Mpho Keitumetse is a cross-border trader who buys second-hand clothes in Johannesburg, for resale in her home country, Botswana.
However, her business has come to a standstill since attacks targeting foreign nationals in South Africa broke out last week.
Keitumetse has been forced to stay home until the situation improves.
"The attacks in South Africa are really bad for business,” Keitumetse said. “They are affecting us all. As neighboring countries, we do business together. Ever since these attacks started, I have not been able to deliver on my business because I buy my stock from South Africa. Everything has been put on hold, for how long I don't know."
While Botswana immigration officials say it has been business as usual at entry points, taxi operators are not taking chances, with some, like Mompati Kobe, grounding their fleet.

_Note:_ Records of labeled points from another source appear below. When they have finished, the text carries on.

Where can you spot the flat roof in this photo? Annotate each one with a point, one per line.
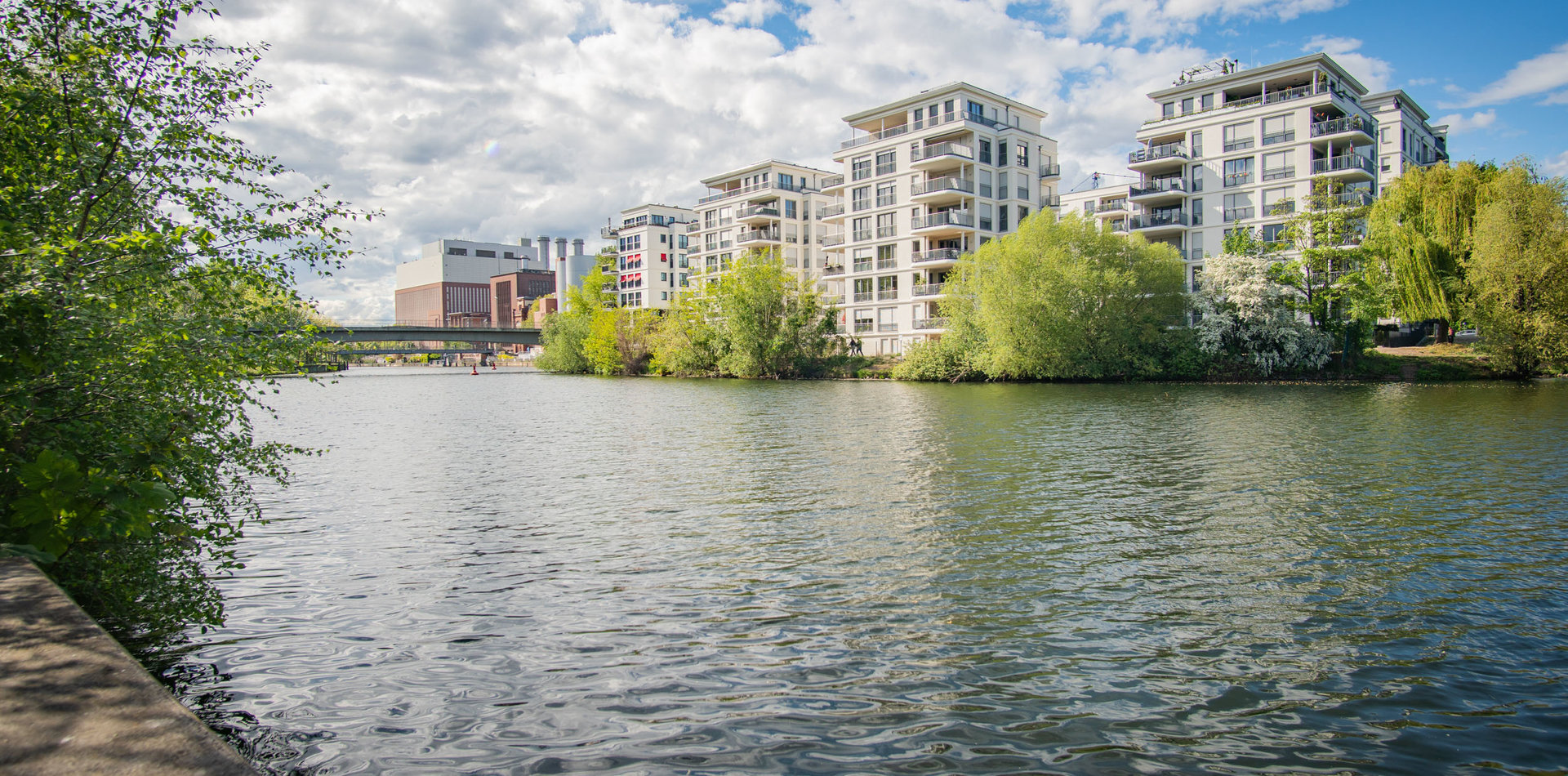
(756, 167)
(1261, 73)
(921, 97)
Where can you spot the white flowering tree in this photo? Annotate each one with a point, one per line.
(1250, 317)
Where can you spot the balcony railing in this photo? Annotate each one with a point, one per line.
(942, 184)
(1343, 162)
(1349, 199)
(758, 234)
(937, 254)
(763, 211)
(941, 149)
(1162, 218)
(947, 218)
(1344, 124)
(1157, 185)
(1157, 153)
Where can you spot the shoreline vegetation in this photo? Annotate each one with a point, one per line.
(1067, 300)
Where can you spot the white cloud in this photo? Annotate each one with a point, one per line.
(1534, 76)
(1556, 167)
(1165, 19)
(748, 13)
(1462, 123)
(497, 119)
(1372, 73)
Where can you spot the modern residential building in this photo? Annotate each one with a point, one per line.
(1241, 148)
(651, 252)
(451, 284)
(1404, 138)
(924, 181)
(770, 204)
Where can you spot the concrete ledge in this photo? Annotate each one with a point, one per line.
(73, 701)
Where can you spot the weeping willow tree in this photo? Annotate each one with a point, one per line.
(1423, 230)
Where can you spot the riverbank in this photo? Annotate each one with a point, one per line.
(74, 702)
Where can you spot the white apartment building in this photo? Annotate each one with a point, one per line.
(1241, 148)
(1404, 138)
(767, 206)
(924, 181)
(651, 254)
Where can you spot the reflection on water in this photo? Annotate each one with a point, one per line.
(538, 574)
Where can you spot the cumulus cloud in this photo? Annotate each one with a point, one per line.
(499, 119)
(1462, 123)
(1372, 73)
(1534, 76)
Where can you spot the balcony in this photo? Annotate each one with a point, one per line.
(1346, 165)
(944, 221)
(758, 213)
(937, 254)
(1343, 126)
(940, 154)
(1348, 199)
(874, 136)
(1157, 155)
(1157, 189)
(760, 235)
(1165, 220)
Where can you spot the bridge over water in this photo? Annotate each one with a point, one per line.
(383, 331)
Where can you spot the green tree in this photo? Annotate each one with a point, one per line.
(1423, 233)
(1058, 300)
(1518, 270)
(140, 248)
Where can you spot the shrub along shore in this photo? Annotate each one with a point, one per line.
(1062, 300)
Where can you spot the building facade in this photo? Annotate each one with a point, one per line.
(924, 181)
(765, 206)
(1241, 148)
(651, 254)
(451, 284)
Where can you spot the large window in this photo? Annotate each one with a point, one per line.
(1237, 172)
(1276, 129)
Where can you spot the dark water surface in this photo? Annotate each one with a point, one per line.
(523, 573)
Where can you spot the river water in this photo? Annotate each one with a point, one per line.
(523, 573)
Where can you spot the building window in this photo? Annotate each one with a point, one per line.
(862, 168)
(1237, 172)
(1237, 136)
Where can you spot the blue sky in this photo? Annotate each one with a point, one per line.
(496, 119)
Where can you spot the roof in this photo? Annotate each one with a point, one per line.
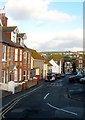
(7, 40)
(20, 35)
(55, 57)
(36, 55)
(9, 28)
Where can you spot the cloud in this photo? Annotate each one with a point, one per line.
(73, 40)
(35, 9)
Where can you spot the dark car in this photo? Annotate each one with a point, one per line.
(62, 75)
(50, 77)
(75, 78)
(57, 75)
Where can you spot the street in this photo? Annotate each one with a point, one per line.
(49, 100)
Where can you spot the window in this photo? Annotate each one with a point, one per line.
(14, 37)
(3, 52)
(16, 54)
(20, 55)
(3, 76)
(25, 57)
(28, 58)
(80, 61)
(20, 74)
(25, 74)
(16, 75)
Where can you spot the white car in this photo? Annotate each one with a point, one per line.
(50, 77)
(82, 80)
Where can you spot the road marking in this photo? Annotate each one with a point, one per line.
(62, 109)
(46, 96)
(15, 101)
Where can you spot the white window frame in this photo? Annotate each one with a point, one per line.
(16, 54)
(20, 55)
(3, 76)
(25, 57)
(20, 74)
(3, 52)
(25, 74)
(16, 75)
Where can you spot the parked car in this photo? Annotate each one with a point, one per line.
(82, 80)
(57, 75)
(75, 78)
(62, 75)
(50, 77)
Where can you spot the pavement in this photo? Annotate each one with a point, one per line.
(77, 93)
(7, 98)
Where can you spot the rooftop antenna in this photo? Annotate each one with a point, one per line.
(2, 9)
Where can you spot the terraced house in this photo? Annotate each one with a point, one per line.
(14, 58)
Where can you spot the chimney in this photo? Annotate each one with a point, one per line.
(3, 19)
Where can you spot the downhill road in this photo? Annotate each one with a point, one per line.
(49, 100)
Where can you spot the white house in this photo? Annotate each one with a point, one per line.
(55, 67)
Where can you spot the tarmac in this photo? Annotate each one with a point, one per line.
(6, 98)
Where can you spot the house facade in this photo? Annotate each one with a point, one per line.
(37, 64)
(14, 60)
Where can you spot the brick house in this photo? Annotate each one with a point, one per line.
(37, 64)
(14, 57)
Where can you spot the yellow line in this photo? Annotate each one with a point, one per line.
(16, 101)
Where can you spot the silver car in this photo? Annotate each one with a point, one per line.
(82, 80)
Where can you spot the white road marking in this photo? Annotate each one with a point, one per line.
(16, 100)
(62, 109)
(46, 96)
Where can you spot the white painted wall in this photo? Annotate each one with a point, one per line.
(55, 67)
(45, 70)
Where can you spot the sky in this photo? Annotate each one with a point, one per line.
(50, 25)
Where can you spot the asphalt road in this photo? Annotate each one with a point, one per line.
(49, 100)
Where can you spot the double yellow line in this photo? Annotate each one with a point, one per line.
(7, 109)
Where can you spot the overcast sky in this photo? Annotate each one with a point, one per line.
(50, 25)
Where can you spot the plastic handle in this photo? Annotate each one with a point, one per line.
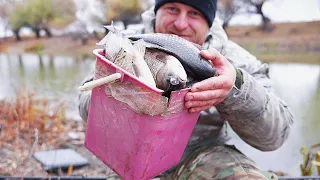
(98, 82)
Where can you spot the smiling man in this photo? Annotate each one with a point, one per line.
(241, 96)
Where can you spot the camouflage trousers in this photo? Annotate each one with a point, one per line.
(221, 162)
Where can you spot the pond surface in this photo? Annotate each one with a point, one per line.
(57, 78)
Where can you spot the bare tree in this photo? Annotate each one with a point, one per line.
(255, 7)
(6, 7)
(227, 9)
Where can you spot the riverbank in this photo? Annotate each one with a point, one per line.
(288, 42)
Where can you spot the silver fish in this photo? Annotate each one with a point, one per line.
(167, 70)
(126, 55)
(189, 55)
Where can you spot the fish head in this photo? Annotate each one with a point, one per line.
(172, 75)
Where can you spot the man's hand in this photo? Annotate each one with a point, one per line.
(214, 90)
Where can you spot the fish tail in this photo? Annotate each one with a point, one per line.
(140, 47)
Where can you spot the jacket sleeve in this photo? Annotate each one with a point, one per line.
(254, 112)
(84, 99)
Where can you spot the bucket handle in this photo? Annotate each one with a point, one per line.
(98, 82)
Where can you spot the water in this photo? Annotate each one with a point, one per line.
(57, 78)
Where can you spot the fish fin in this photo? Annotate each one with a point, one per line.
(197, 46)
(103, 40)
(140, 46)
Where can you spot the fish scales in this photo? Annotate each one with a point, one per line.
(185, 51)
(166, 69)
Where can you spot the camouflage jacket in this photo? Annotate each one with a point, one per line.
(254, 112)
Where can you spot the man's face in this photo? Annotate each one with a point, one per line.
(182, 20)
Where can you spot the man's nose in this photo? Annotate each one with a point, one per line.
(181, 22)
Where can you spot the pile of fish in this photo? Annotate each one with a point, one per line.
(162, 61)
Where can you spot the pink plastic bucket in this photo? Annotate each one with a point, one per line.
(134, 145)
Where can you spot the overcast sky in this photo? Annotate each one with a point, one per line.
(284, 11)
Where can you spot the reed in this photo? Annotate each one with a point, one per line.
(19, 117)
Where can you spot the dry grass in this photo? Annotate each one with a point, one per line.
(28, 124)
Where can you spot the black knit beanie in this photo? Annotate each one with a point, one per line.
(206, 7)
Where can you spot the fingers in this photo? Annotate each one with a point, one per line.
(220, 82)
(198, 109)
(196, 104)
(206, 95)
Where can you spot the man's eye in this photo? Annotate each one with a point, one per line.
(172, 9)
(194, 13)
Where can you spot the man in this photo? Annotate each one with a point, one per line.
(241, 95)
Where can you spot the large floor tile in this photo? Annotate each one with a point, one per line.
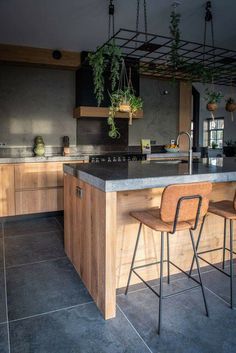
(24, 249)
(78, 330)
(2, 298)
(3, 339)
(185, 328)
(31, 226)
(42, 287)
(220, 284)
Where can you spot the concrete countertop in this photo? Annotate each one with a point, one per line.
(15, 160)
(125, 176)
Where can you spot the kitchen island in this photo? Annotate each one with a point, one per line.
(100, 234)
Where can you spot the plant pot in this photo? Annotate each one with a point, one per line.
(124, 107)
(212, 107)
(230, 107)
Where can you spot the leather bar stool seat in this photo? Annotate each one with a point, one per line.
(183, 207)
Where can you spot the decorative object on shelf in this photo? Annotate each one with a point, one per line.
(39, 148)
(172, 148)
(230, 107)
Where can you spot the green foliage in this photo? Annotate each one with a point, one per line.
(213, 96)
(122, 96)
(108, 55)
(230, 100)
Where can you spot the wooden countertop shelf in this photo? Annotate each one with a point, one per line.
(100, 112)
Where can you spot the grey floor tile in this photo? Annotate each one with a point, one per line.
(185, 329)
(1, 253)
(78, 330)
(220, 284)
(2, 298)
(42, 287)
(3, 339)
(24, 249)
(31, 226)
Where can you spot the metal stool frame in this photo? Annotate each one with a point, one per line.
(224, 248)
(160, 294)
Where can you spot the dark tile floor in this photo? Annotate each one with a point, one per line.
(48, 310)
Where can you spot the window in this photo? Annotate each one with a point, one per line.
(214, 132)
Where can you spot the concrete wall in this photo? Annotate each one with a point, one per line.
(161, 113)
(35, 101)
(230, 126)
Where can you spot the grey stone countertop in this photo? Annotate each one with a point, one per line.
(14, 160)
(125, 176)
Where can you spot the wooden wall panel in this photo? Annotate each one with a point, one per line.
(39, 200)
(93, 241)
(38, 175)
(7, 190)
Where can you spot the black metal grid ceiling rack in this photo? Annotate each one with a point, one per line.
(154, 51)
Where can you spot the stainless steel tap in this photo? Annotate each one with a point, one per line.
(190, 150)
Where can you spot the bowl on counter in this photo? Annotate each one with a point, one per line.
(172, 150)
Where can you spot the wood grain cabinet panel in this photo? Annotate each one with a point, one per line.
(38, 175)
(39, 200)
(7, 191)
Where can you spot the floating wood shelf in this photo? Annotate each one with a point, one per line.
(101, 112)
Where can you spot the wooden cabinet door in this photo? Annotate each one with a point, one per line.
(30, 176)
(7, 190)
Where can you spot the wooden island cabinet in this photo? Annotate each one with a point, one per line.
(28, 188)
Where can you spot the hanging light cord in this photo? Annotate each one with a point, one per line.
(208, 18)
(145, 17)
(111, 19)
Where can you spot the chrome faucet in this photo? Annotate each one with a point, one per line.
(190, 150)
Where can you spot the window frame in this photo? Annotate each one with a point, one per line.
(209, 130)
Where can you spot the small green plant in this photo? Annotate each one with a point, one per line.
(214, 145)
(230, 100)
(108, 56)
(213, 96)
(127, 97)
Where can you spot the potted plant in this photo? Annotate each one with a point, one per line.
(230, 148)
(124, 101)
(106, 57)
(213, 98)
(230, 105)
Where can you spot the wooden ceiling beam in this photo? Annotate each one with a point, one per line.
(39, 57)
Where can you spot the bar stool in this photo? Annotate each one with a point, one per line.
(227, 210)
(183, 207)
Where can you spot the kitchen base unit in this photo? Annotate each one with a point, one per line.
(100, 234)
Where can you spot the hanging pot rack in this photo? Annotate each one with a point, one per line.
(153, 52)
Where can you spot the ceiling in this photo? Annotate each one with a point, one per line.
(83, 24)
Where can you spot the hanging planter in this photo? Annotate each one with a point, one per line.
(230, 107)
(213, 98)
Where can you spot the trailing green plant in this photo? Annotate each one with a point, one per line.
(125, 96)
(212, 96)
(107, 56)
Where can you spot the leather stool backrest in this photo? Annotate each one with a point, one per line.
(188, 208)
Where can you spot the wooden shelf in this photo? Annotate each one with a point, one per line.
(101, 112)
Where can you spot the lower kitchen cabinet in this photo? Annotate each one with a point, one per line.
(7, 190)
(27, 188)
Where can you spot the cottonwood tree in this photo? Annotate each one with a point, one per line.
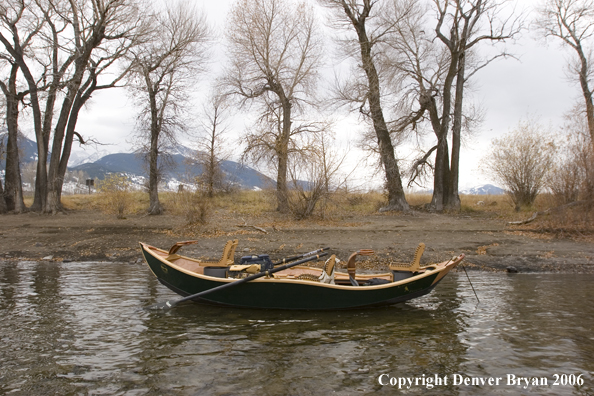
(521, 161)
(360, 17)
(78, 40)
(572, 21)
(212, 144)
(13, 191)
(275, 52)
(315, 177)
(19, 27)
(439, 66)
(2, 202)
(164, 70)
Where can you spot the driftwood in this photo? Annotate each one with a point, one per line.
(555, 209)
(245, 224)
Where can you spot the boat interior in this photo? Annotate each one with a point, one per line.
(225, 267)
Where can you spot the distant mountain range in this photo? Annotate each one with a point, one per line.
(182, 168)
(487, 189)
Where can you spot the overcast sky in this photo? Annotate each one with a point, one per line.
(536, 85)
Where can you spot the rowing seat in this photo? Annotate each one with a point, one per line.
(352, 265)
(415, 265)
(226, 260)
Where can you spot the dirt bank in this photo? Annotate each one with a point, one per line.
(487, 242)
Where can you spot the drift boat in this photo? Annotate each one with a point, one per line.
(257, 283)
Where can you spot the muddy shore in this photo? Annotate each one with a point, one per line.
(489, 243)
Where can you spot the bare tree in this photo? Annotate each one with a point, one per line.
(521, 161)
(434, 71)
(13, 191)
(212, 145)
(275, 53)
(2, 202)
(19, 27)
(315, 177)
(572, 21)
(359, 16)
(77, 41)
(572, 176)
(164, 68)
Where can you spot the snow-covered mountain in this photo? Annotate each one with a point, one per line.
(485, 189)
(97, 163)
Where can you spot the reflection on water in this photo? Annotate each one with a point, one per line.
(77, 328)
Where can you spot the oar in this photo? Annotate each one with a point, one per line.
(477, 299)
(171, 304)
(288, 259)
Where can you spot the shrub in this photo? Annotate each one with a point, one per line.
(116, 195)
(521, 161)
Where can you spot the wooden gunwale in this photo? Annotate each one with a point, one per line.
(441, 269)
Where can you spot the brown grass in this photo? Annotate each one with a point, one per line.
(574, 222)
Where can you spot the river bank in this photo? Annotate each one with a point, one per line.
(489, 243)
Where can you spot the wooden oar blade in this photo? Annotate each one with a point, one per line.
(161, 306)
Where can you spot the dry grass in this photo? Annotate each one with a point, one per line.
(340, 206)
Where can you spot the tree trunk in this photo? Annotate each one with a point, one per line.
(396, 197)
(282, 191)
(13, 189)
(2, 203)
(587, 92)
(55, 181)
(155, 207)
(452, 200)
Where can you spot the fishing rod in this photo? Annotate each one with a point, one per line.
(293, 258)
(172, 303)
(464, 268)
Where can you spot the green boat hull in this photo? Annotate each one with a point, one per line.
(290, 294)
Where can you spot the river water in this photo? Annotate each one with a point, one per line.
(78, 329)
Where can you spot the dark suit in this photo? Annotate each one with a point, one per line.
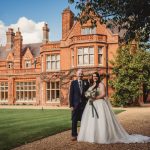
(77, 101)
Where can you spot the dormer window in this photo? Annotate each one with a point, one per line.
(10, 65)
(27, 63)
(88, 30)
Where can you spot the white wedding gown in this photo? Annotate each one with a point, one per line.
(104, 129)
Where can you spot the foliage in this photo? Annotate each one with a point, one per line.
(131, 15)
(131, 72)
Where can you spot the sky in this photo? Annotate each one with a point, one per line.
(30, 15)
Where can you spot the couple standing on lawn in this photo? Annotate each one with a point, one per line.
(98, 122)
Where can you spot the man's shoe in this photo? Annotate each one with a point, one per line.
(74, 138)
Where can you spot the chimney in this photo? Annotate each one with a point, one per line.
(10, 39)
(67, 21)
(45, 34)
(17, 50)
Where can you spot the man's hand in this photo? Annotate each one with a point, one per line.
(71, 108)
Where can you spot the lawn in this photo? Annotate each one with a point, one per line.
(20, 126)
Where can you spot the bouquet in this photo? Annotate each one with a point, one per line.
(91, 95)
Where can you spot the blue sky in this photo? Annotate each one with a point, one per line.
(33, 12)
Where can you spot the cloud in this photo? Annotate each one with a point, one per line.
(30, 30)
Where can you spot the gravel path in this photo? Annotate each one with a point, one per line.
(134, 120)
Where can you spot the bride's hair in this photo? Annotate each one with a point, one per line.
(97, 82)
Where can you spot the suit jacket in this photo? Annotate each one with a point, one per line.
(75, 95)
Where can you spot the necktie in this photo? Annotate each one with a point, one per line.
(80, 86)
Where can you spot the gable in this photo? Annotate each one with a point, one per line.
(101, 29)
(28, 54)
(10, 57)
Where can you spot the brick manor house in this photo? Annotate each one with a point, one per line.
(40, 74)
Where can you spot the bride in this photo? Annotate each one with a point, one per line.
(99, 124)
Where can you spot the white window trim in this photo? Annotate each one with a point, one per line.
(50, 61)
(83, 57)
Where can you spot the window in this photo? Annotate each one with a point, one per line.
(88, 30)
(100, 55)
(3, 91)
(42, 66)
(27, 63)
(72, 56)
(53, 62)
(53, 91)
(10, 65)
(86, 56)
(25, 91)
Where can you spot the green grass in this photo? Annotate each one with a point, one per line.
(20, 126)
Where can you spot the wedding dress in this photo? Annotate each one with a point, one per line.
(99, 125)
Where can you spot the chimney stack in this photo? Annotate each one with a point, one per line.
(17, 50)
(45, 34)
(10, 39)
(67, 21)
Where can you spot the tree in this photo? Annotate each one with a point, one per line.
(131, 71)
(133, 16)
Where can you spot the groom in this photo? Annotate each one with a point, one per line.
(77, 100)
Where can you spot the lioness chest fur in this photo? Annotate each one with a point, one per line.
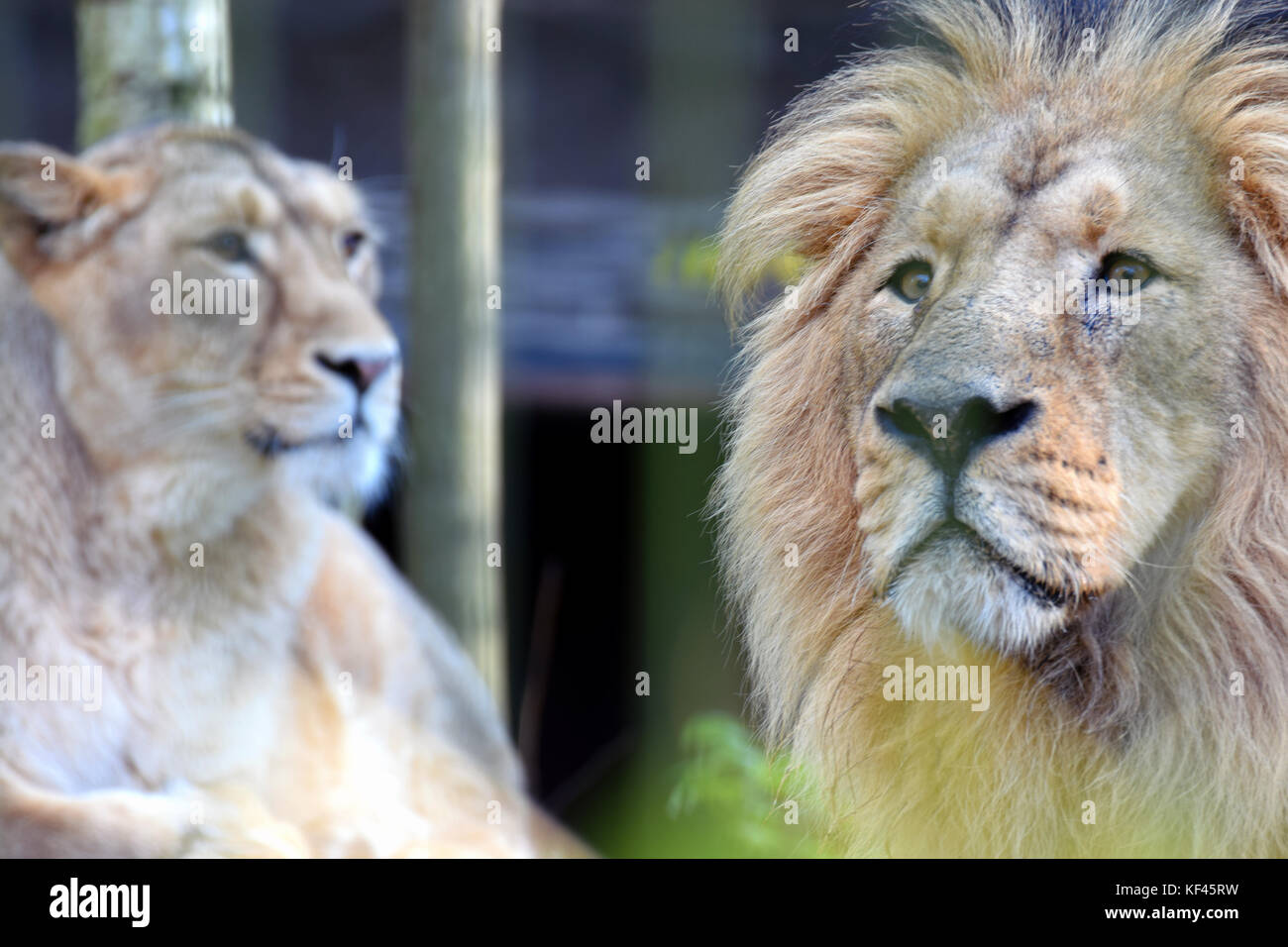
(269, 684)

Kobe argues it is too risky to drive to Johannesburg where most of the attacks have occurred.
"These unrests have really affected us,” Kobe said. “It is now difficult to take our vehicles there because you never know, they might burn them. Some of the vehicles are not insured. For now, we have grounded our services until the situation calms down."
Botswana imports two-thirds of its goods from South Africa, which includes petroleum products. While the country has allayed fears of looming fuel shortages, fuel truck drivers are not prepared to risk their lives by crossing into South Africa.
Albert Phiri, a Zambian truck driver who works for a South African fuel company, has been stuck in Botswana since the start of the week, afraid of driving back to Johannesburg.
"Our trucks are grounded, I have been at the border since the start of the week,” Phiri said. “We can't cross for fear of violence. I don't even know when I will cross to South Africa, I fear for my life, but at the same time, I still want to keep my job."
Gaborone-based political analyst Lawrence Ookeditse says all affected countries should voice their concerns to the South African government and bring back their emissaries if necessary.
"In the event that the South Africans are not responding adequately, then they (affected countries) need to immediately consider all options, and all options including recalling their envoys or ambassadors,” Ookeditse said.
While Botswana issued a warning to citizens about traveling to South Africa, the country's president, Mokgweetsi Masisi, flew to Cape Town on Tuesday for the World Economic Forum on Africa.
Leaders from the Democratic Republic of Congo, Malawi and Rwanda have pulled out of the meeting, amid concerns over the deteriorating situation.